Here is a relevant piece:

When light enters a material, photons are absorbed by the atoms in that material, increasing the energy of the atom. The atom will then lose energy after some tiny fraction of time, emitting a photon in the process. This photon, which is identical to the first, travels at the speed of light until it is absorbed by another atom and the process repeats. The delay between the time that the atom absorbs the photon and the excited atom releases as photon causes it to appear that light is slowing down.

> The delay between the time that the atom absorbs the photon and the excited atom releases as photon causes it to appear that light is slowing down.

If the photon is traveling less D over the same amount of T, I am ok with saying the velocity is lower, and it has slowed down.

"Well, actually, no, officer, I wasn't speeding.

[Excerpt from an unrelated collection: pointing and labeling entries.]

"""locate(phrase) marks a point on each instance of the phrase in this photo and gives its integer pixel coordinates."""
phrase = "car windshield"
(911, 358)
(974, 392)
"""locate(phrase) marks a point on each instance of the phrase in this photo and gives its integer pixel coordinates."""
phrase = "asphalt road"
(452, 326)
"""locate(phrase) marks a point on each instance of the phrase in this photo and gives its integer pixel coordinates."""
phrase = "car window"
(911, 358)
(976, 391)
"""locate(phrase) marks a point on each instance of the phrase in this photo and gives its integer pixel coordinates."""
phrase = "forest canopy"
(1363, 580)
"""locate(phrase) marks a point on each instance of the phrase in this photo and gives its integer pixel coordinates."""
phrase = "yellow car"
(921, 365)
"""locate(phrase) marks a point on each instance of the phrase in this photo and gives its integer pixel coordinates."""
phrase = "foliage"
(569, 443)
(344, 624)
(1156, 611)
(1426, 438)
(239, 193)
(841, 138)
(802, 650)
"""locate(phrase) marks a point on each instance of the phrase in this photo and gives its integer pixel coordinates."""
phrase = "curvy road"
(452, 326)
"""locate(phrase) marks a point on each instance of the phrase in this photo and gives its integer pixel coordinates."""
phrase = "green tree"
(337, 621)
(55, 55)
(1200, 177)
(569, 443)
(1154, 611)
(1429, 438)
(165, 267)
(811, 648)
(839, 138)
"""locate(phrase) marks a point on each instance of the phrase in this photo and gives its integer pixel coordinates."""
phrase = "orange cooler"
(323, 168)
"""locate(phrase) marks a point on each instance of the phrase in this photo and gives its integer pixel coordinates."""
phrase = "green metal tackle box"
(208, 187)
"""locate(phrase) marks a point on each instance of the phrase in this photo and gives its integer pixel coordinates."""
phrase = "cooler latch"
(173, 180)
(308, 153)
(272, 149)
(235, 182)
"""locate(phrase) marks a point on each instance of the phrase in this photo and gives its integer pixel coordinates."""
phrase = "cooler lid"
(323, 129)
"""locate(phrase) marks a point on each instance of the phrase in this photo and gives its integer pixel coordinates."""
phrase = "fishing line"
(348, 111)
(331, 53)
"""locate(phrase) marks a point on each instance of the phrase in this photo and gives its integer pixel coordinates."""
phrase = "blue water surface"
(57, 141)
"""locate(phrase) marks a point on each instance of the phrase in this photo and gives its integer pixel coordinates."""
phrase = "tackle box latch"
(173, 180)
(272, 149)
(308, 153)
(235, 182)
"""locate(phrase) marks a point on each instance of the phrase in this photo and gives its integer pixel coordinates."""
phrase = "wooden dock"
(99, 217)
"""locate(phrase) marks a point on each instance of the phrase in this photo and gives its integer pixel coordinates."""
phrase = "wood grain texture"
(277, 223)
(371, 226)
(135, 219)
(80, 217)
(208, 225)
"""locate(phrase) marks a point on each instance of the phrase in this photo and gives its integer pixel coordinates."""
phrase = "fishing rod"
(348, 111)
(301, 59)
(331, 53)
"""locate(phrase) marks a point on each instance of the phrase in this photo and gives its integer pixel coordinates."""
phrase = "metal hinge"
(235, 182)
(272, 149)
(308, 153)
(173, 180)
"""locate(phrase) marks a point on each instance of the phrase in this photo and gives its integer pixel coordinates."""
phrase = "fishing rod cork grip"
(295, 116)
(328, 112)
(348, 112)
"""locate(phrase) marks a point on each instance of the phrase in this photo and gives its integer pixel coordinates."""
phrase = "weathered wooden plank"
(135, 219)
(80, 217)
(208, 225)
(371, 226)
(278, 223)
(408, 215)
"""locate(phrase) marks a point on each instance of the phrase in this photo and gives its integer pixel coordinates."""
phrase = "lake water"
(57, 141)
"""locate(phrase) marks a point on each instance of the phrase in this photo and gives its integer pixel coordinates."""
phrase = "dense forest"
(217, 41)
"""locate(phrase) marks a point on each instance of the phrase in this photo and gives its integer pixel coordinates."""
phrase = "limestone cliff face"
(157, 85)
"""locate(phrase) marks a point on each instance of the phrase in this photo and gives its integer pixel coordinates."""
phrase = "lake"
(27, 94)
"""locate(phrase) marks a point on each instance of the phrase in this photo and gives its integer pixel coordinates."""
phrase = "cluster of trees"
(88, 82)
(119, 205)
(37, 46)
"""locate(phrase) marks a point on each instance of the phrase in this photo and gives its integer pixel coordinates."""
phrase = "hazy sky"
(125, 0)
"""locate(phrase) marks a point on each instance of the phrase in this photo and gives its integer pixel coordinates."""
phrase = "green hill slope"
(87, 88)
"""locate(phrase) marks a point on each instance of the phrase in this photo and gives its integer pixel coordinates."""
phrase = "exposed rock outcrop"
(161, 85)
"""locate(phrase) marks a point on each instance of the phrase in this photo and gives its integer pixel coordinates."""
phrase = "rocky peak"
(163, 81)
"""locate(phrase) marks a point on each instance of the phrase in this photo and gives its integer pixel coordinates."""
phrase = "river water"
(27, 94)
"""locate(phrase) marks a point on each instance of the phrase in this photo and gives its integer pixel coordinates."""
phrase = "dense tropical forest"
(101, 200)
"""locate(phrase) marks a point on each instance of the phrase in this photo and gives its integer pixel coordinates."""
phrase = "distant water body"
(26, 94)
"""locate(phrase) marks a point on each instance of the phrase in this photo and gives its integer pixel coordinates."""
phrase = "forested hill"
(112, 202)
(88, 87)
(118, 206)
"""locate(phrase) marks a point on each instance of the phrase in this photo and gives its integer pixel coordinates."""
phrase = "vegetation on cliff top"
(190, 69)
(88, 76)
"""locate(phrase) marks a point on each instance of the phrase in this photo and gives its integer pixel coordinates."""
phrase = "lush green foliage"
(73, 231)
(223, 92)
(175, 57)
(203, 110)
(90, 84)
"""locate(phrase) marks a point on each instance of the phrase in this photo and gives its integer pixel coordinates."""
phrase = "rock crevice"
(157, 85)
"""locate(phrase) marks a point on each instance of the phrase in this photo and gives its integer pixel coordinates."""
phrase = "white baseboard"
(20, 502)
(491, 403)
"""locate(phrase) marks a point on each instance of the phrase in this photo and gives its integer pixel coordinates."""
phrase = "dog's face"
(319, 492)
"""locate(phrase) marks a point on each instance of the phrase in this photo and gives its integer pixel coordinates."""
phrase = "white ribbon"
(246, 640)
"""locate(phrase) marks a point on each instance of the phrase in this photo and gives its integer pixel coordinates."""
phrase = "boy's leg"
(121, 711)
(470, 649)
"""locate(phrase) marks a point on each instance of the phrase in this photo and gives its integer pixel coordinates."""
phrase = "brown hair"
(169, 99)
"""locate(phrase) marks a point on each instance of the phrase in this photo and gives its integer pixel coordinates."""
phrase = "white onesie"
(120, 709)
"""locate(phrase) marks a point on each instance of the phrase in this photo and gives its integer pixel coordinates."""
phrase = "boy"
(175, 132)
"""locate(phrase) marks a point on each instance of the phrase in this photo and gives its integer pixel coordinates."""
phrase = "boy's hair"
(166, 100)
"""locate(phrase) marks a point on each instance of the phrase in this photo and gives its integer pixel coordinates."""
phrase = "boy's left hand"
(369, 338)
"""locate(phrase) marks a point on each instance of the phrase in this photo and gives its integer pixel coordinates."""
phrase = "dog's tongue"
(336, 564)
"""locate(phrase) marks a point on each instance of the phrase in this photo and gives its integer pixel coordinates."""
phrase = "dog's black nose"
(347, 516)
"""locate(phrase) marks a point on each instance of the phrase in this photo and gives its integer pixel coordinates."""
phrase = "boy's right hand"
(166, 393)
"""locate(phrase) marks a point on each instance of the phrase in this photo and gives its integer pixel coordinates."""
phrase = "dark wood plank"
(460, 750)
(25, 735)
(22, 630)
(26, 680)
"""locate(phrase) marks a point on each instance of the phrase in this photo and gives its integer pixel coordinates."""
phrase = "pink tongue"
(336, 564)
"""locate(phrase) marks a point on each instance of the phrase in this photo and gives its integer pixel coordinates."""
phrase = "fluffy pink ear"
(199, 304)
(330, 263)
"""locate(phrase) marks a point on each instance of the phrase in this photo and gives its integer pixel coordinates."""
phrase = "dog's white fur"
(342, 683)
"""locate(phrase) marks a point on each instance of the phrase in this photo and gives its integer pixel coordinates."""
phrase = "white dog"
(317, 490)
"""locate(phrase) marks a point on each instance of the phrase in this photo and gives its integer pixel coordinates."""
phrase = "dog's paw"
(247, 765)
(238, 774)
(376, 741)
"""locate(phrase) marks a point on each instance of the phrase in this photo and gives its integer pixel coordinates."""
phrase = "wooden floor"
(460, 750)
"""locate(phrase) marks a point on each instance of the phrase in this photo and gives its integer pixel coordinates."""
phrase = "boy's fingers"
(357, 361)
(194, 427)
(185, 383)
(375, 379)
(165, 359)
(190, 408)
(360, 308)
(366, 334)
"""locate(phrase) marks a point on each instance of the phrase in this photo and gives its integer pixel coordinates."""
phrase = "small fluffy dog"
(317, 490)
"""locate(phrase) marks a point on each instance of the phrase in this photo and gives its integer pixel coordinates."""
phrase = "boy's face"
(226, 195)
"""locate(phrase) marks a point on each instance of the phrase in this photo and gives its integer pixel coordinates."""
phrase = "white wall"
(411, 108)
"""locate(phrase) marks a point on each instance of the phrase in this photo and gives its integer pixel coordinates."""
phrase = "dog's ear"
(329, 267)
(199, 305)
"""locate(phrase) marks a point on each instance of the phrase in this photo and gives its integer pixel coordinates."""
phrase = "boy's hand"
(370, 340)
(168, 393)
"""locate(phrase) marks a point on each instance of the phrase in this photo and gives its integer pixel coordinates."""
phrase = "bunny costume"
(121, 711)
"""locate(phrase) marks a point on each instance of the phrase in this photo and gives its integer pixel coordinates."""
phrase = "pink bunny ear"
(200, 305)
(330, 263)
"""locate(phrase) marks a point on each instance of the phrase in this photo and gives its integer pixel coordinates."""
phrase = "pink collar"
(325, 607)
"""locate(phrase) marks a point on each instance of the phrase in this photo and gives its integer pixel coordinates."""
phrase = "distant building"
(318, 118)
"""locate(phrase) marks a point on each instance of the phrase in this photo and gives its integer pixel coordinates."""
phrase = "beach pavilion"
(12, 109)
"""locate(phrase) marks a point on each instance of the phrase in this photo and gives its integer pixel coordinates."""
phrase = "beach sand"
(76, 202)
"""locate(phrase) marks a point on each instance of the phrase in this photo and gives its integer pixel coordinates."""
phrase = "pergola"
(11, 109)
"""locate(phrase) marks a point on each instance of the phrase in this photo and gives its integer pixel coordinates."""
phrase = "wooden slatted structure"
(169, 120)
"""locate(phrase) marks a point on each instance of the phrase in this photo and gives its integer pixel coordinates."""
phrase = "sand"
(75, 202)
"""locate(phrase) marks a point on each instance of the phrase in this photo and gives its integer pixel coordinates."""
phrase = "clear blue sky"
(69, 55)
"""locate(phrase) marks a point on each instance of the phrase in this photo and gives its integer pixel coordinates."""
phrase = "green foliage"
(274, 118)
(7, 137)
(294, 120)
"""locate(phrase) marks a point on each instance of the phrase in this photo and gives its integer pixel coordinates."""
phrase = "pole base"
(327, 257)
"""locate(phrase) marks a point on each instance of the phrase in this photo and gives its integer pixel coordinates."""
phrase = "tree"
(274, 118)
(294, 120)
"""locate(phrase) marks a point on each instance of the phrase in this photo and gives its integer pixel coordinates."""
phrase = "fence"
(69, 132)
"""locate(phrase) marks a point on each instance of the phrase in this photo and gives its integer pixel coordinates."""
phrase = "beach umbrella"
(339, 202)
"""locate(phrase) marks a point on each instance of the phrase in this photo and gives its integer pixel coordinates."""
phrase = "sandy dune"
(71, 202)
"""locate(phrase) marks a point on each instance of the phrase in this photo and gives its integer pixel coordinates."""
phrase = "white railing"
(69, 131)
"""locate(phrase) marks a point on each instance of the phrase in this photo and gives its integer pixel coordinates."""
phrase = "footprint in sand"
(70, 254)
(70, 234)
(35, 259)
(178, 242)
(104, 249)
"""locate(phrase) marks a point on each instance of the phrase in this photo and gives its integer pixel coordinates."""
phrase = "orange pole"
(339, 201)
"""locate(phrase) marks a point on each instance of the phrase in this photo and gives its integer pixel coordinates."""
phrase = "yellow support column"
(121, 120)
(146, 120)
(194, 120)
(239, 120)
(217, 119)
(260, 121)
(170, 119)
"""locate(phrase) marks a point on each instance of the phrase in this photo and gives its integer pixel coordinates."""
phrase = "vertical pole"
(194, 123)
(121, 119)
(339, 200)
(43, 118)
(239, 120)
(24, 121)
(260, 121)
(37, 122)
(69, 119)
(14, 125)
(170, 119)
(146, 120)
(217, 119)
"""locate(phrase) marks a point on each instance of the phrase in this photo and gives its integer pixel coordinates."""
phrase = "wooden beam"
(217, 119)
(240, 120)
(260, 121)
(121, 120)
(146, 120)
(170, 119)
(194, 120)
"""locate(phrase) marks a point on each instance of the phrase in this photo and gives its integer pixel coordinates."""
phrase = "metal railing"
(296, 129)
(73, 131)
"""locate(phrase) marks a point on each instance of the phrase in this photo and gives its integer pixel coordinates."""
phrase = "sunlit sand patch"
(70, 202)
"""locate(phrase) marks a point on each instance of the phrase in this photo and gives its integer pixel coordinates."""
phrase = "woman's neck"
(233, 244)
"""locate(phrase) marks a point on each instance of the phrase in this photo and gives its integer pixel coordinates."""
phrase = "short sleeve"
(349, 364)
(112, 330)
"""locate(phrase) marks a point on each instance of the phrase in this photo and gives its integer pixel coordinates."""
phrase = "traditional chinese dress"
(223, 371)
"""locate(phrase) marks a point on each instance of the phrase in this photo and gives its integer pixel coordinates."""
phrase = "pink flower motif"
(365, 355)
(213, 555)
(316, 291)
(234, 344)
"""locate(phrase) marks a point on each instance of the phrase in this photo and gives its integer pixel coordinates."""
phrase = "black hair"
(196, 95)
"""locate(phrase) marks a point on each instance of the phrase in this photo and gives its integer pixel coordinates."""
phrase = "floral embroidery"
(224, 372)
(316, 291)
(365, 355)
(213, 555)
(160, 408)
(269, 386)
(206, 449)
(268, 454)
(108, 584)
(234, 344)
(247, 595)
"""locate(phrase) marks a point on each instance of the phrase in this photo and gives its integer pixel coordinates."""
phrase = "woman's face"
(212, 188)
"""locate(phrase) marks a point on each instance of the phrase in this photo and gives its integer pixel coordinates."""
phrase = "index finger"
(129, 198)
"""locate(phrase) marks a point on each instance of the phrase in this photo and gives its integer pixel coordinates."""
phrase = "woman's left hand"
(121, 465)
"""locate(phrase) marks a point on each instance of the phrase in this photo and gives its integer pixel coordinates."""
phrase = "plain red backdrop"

You see, while you clocked me at 90mph [c] between toll booths [atoms], once you factor in time at the booth, you'll see that I am actually driving much more slowly."
But equating decrease in velocity with "slowing down" would be confusing for most laypeople, at least.

Nobody would say that they slowed down if they increased their speed as they went through a turn.

"Material" is made of smaller things, which I think the GP is getting at. The actual photons that travel from electron to electron and such don't get slowed down; they effectively travel through a vacuum that is the tiny spaces inside molecules and atoms.